Mittel-Alter Ronald Pohl
Wer die Sprache der einfachen Leute zu gebrauchen versteht, kann ruhig auch leise sprechen: Hans Peter Doskozil, amtierender Landeshauptmann des Burgenlands.
APA/ROBERT JAEGER

Es dauert nur noch wenige Tage, bis sich die Sozialdemokraten hinter ihrem neuen, erst noch zu ermittelnden Parteivorsitzenden versammeln werden. Und egal, wer von den beiden Kandidaten am Linzer Parteitag obsiegt: Er wird, in durchaus unterschiedlicher Betonung, die Sprache des Volkes sprechen – den rauen, vorwitzigen, gegen die Prahlsucht der Mächtigen gerichteten Dialekt. Der eine klingt mehr nach der fruchtbaren Erde Traiskirchens, der andere nach dem Wispern des Schilfs hinter Mörbisch.

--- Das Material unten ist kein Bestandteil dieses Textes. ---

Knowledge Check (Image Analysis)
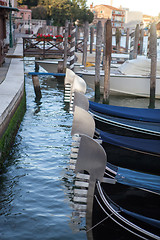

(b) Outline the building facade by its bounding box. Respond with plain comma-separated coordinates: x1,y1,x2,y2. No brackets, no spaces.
90,4,125,29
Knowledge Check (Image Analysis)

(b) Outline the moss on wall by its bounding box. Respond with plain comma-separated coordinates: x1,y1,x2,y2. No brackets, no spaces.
0,91,26,169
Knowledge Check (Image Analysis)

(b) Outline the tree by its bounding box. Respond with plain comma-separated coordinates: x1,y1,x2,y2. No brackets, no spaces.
31,6,47,20
17,0,39,8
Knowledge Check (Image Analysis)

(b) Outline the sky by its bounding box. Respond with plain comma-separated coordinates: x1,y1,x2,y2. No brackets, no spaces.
87,0,160,16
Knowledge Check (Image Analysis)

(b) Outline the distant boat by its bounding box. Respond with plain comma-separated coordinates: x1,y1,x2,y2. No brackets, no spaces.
71,106,160,174
75,135,160,240
76,57,160,99
70,92,160,139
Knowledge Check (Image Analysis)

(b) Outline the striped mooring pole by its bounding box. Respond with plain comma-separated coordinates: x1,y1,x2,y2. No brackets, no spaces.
129,31,135,59
70,24,76,71
147,29,150,58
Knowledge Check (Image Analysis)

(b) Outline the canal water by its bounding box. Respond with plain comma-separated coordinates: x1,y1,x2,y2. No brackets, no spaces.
0,61,92,240
0,38,160,240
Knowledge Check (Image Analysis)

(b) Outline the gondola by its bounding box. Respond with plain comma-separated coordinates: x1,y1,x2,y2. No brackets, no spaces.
89,101,160,123
72,92,160,139
75,135,160,240
71,106,160,174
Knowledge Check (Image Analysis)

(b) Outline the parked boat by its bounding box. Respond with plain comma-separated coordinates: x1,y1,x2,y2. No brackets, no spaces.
70,92,160,139
76,58,160,99
89,101,160,123
71,106,160,174
75,135,160,240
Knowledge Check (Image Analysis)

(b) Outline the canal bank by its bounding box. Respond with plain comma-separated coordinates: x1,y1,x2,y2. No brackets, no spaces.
0,39,26,169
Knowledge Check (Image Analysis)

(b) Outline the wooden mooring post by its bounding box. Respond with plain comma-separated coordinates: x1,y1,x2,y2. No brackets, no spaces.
126,28,129,53
70,23,76,71
115,28,121,52
63,20,68,72
90,27,94,53
139,28,144,55
149,23,157,108
95,21,102,101
32,75,42,99
103,19,112,104
82,21,89,68
133,24,139,59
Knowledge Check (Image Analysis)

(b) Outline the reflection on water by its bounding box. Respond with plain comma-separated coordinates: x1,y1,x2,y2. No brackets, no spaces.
0,63,86,240
0,51,160,240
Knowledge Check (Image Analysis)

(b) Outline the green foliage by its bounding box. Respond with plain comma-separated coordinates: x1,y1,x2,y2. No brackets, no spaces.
50,0,72,26
31,6,47,20
18,0,94,26
17,0,39,8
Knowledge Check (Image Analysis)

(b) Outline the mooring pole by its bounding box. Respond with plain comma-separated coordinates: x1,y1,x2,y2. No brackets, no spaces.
116,28,121,52
133,24,139,59
147,26,151,58
95,21,102,101
103,19,112,104
149,23,157,108
82,21,89,68
139,28,144,55
63,20,68,72
126,28,129,53
129,31,135,60
90,27,94,53
32,75,42,99
70,23,76,71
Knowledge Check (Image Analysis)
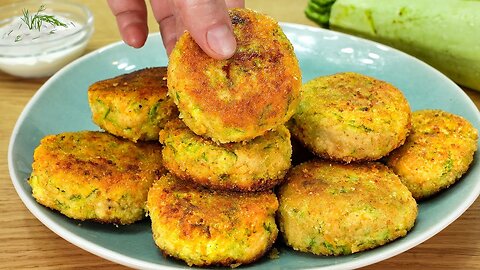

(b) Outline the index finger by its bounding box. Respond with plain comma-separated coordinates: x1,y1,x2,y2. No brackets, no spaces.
108,0,148,48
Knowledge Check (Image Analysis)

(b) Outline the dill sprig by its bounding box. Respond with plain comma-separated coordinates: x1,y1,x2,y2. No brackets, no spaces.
21,5,67,31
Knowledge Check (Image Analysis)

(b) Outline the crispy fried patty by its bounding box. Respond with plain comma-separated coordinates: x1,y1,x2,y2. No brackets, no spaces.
168,9,301,143
88,67,178,142
29,131,166,224
147,174,278,266
387,110,478,199
278,160,417,255
289,72,411,162
160,119,292,191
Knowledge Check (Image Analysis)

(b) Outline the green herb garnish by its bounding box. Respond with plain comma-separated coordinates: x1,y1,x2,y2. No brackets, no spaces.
21,5,67,31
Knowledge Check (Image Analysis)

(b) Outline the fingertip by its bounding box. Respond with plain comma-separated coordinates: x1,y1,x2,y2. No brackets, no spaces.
122,24,148,48
205,24,237,59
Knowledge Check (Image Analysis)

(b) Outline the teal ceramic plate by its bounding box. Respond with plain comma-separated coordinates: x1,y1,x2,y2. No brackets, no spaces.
8,24,480,269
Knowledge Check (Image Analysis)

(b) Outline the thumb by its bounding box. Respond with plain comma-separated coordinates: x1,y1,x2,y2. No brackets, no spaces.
173,0,237,59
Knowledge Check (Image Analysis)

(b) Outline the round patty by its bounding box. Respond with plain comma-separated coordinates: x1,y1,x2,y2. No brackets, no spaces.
289,72,411,162
29,131,166,224
387,110,478,200
160,119,292,191
88,67,178,142
147,174,278,267
168,9,301,143
278,160,417,255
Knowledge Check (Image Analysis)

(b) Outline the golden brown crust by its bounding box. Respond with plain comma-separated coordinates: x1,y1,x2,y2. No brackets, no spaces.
289,72,411,162
88,67,178,142
278,160,417,255
29,131,166,224
160,119,292,191
89,67,168,99
147,174,278,266
168,9,301,142
386,110,478,200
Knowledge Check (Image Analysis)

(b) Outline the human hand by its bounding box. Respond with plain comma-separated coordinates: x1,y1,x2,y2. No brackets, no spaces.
108,0,245,59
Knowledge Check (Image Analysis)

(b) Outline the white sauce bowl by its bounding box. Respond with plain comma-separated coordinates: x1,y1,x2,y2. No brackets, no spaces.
0,0,93,78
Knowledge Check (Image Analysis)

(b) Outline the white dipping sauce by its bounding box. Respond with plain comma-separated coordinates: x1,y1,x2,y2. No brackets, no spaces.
0,13,90,78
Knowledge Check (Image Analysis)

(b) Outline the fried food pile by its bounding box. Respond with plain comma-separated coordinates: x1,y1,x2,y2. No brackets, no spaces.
29,9,478,267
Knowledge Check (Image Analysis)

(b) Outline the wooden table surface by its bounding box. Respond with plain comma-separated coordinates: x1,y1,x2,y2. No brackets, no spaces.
0,0,480,270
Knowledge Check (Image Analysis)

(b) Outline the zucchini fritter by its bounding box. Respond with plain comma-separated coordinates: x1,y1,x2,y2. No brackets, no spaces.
289,72,411,162
168,9,301,143
147,174,278,266
29,131,166,224
160,119,292,191
88,67,178,142
387,110,478,200
278,160,417,255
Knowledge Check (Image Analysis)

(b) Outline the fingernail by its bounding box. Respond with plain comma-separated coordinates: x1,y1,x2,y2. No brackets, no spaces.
207,24,236,57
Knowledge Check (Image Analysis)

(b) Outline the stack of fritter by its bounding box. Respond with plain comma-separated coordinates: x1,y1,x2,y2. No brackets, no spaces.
148,9,301,266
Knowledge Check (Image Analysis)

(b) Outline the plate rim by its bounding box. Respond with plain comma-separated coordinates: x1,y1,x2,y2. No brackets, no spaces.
8,22,480,269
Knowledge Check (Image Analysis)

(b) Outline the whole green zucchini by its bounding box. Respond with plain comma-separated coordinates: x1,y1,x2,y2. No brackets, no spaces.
305,0,480,91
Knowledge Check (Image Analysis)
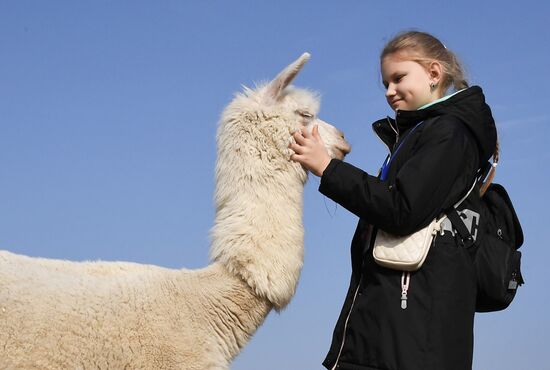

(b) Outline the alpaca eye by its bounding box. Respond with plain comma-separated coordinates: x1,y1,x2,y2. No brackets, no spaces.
296,109,313,118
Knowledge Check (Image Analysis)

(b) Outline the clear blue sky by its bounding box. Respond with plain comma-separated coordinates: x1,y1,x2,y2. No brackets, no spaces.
0,0,550,370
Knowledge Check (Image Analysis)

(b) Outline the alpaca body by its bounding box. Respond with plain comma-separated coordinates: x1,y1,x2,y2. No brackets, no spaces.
0,251,271,369
0,54,349,370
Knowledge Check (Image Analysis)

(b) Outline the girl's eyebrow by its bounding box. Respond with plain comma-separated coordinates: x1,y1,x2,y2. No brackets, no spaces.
382,71,405,84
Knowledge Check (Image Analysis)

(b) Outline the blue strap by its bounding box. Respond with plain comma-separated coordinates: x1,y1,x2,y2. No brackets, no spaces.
380,121,424,181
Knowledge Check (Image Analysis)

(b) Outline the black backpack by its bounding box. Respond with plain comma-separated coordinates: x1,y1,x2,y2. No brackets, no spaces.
447,179,524,312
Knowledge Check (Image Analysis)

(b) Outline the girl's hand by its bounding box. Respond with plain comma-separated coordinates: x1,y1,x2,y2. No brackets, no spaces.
288,125,331,176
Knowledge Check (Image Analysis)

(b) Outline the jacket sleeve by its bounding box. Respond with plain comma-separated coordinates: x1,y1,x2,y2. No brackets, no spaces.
319,117,478,235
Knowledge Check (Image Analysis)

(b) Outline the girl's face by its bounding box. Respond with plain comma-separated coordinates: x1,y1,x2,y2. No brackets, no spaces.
381,54,439,111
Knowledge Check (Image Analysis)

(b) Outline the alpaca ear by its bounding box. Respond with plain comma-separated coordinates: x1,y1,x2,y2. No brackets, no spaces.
266,53,310,102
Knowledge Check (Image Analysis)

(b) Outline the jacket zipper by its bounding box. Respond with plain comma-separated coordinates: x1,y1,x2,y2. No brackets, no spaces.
331,117,399,370
331,274,363,370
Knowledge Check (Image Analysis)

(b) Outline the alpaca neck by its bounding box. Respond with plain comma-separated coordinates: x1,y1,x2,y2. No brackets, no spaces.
211,171,305,310
203,263,273,362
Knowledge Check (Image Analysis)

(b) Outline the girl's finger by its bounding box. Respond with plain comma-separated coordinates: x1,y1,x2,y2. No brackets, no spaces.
292,130,306,145
311,125,321,140
288,143,304,154
300,127,311,139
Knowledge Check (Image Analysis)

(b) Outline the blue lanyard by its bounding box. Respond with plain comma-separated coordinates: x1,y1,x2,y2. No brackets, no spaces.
380,121,430,181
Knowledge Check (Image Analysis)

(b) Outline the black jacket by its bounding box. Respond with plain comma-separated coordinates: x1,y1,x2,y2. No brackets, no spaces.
319,86,496,370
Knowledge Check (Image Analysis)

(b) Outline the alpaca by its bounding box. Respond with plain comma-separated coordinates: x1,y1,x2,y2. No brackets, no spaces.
0,53,350,370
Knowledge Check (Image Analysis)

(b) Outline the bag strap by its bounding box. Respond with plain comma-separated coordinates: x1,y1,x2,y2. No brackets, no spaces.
445,169,486,249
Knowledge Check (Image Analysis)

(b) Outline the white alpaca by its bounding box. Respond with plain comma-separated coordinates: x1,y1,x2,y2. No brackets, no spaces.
0,53,349,370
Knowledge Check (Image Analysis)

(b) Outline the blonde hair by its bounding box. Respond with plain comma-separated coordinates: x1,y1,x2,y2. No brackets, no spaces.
380,31,499,196
380,31,469,92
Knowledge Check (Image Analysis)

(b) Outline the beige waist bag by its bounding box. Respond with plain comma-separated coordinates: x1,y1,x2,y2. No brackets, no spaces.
372,217,446,271
372,182,475,271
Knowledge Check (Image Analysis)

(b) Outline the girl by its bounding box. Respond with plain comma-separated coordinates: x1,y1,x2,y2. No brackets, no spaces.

Als ich ein pummeliger Babyboomer war, lebten Kleinbürger wie meine geliebten Eltern in einer Art Dauerangst, die ihnen den Genuss ihres täglichen Brots vergällte. Sie fürchteten, die proletarische Weltrevolution könne, von Kreiskys Reformen begünstigt, jeden Augenblick ausbrechen. Schon das kernige Idiom eines Meidlinger Rauchfangkehrers - echt nur mit starkem "L" - stürzte sie in Verlegenheit. Dabei besaß der schwarze Mann einen ehrfurchtgebietenden Besen, mit dem er grazil zu hantieren verstand.

Salz in der Suppe

Selbst der Samstagslärm, der vom Hütteldorfer Rapid-Stadion in Schwaden durchs Wiental herüberflog, bedrückte meine Erzeuger: so als ob sie Elias Canettis Masse und Macht eingehend studiert hätten. Gewerkschafter, deren Mitwirkung das Salz in jeder Regierungssuppe bildete, erregten allein durch ihre volksnahe Ausdrucksweise zuhause Misstrauen. Regelmäßige Besuche des Hanappi-Stadions schulten allmählich das Ohr, ich selbst versuchte mich immer erfolgreicher in der Handhabung des Dialekts. Schließlich begann ich selbst so zu sprechen, wie anderen, die deutlich unbefangener waren als ich, der Schnabel gewachsen schien.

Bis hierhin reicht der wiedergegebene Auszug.